En cas de manquement aux règles de protection sanitaire, le salarié serait en droit de refuser de réintégrer les locaux et de solliciter un maintien du télétravail. Le conflit sera alors inévitable et pourrait se terminer par un licenciement (insubordination, abandon de poste, etc.) dont il conviendrait par suite, devant le Conseil de Prud’Hommes, de soutenir le caractère abusif et l’absence de cause réelle et sérieuse. L’employé, a fortiori en temps de crise, craignant de perdre son emploi et peu désireux d’un conflit judiciaire pourrait facilement envisager de se plier à la volonté – abusive – de l’employeur : c’est le retour du pot de terre contre pot de fer.
Il faut déplorer la passivité coupable du Gouvernement face à de telles situations déjà existantes.
Fort heureusement, même si l’employeur respecte le protocole sanitaire, certains salariés du secteur privé ou agents du secteur publics peuvent, au titre du principe de précaution, obtenir le maintien du télétravail s’ils relèvent de la catégorie des personnes vulnérables, s’ils partagent le même domicile qu’une personne vulnérable, ou s’ils sont parents d’un enfant de moins de seize ans ou d’une personne en situation de handicap faisant l’objet d’une mesure d’isolement, d’éviction ou de maintien à domicile.

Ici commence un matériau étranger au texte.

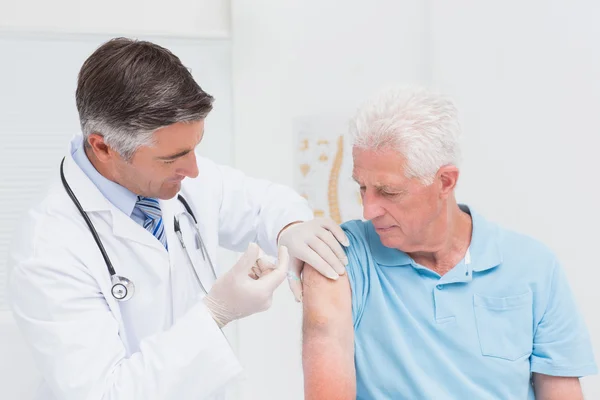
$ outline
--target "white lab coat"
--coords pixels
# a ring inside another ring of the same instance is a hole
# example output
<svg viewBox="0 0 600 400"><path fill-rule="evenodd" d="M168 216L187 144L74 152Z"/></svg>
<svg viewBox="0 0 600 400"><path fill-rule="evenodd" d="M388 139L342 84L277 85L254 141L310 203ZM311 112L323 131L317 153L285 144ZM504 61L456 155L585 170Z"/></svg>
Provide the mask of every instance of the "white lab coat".
<svg viewBox="0 0 600 400"><path fill-rule="evenodd" d="M198 167L200 175L184 180L181 194L213 262L219 245L244 251L253 241L275 255L279 231L312 218L305 200L291 189L204 158L198 158ZM200 301L203 293L174 234L181 203L160 202L167 252L67 156L67 181L117 275L135 284L133 298L120 303L111 296L106 264L87 225L58 180L58 163L56 176L57 183L22 222L9 256L11 307L45 380L37 398L221 398L241 366ZM210 290L214 278L192 244L187 220L181 218L181 229Z"/></svg>

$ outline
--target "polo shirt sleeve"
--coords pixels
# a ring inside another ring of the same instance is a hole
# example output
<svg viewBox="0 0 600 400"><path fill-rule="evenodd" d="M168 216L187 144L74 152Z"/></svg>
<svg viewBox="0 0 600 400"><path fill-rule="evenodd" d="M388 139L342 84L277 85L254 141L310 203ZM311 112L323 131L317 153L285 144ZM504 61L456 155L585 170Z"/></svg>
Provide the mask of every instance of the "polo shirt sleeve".
<svg viewBox="0 0 600 400"><path fill-rule="evenodd" d="M555 260L550 284L540 293L547 300L534 327L531 372L582 377L597 373L588 330L566 274ZM541 304L540 307L543 307Z"/></svg>
<svg viewBox="0 0 600 400"><path fill-rule="evenodd" d="M346 272L352 290L352 318L354 329L357 328L362 317L367 292L369 290L369 246L365 223L360 220L349 221L342 224L350 245L345 248L348 257Z"/></svg>

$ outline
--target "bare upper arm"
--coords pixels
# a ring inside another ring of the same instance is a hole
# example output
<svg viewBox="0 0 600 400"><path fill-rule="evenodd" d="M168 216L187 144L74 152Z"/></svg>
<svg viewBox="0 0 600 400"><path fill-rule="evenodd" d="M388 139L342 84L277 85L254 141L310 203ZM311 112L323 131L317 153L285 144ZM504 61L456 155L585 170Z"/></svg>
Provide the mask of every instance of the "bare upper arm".
<svg viewBox="0 0 600 400"><path fill-rule="evenodd" d="M348 276L304 267L302 365L307 400L356 398L354 327Z"/></svg>
<svg viewBox="0 0 600 400"><path fill-rule="evenodd" d="M538 400L583 400L577 377L533 374L533 388Z"/></svg>
<svg viewBox="0 0 600 400"><path fill-rule="evenodd" d="M323 335L350 335L353 338L352 293L348 274L334 281L306 265L303 281L305 335L310 330Z"/></svg>

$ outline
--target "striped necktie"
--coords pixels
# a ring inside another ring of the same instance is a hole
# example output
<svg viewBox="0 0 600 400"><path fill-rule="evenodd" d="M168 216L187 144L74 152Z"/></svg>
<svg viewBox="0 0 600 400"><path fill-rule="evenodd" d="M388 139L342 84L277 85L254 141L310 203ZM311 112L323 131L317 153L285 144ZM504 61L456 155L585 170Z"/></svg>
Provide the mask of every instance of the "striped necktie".
<svg viewBox="0 0 600 400"><path fill-rule="evenodd" d="M138 196L135 206L144 214L144 229L153 234L162 244L167 247L167 235L162 220L162 212L158 200L150 197Z"/></svg>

Visée par le décret n°2020-521 du 5 mai 2020, la vulnérabilité correspond à l’un des critères suivants : grossesse (à partir du 7e mois), diabète, obésité (IMC supérieur à 30 g m2), antécédents cardiovasculaires, pathologie chronique respiratoire susceptible de décompenser lors d’une infection virale (broncho pneumopathie obstructive, asthme sévère, fibrose pulmonaire, syndrome d’apnées du sommeil, mucoviscidose, etc. – la liste n’est pas exhaustive), insuffisance rénale, syndrome drépanocytaire majeur, antécédent de splénectomie, cancer, cirrhose (au moins au stade B), immunodépression, VIH, hépatites, et autres pathologies lourdes).
Si le décret ne vise pas expressément les agents du secteur public, le principe d’égalité, à valeur constitutionnelle, ne saurait permettre qu’ils en soient exclus.

En application de l’article 20 de la loi n° 2020-473 du 25 avril 2020, les salariés et agents concernés peuvent dès lors être placés, sur simple demande de leur part, en activité partielle ou, si leur poste le permet (poste administratif), en télétravail.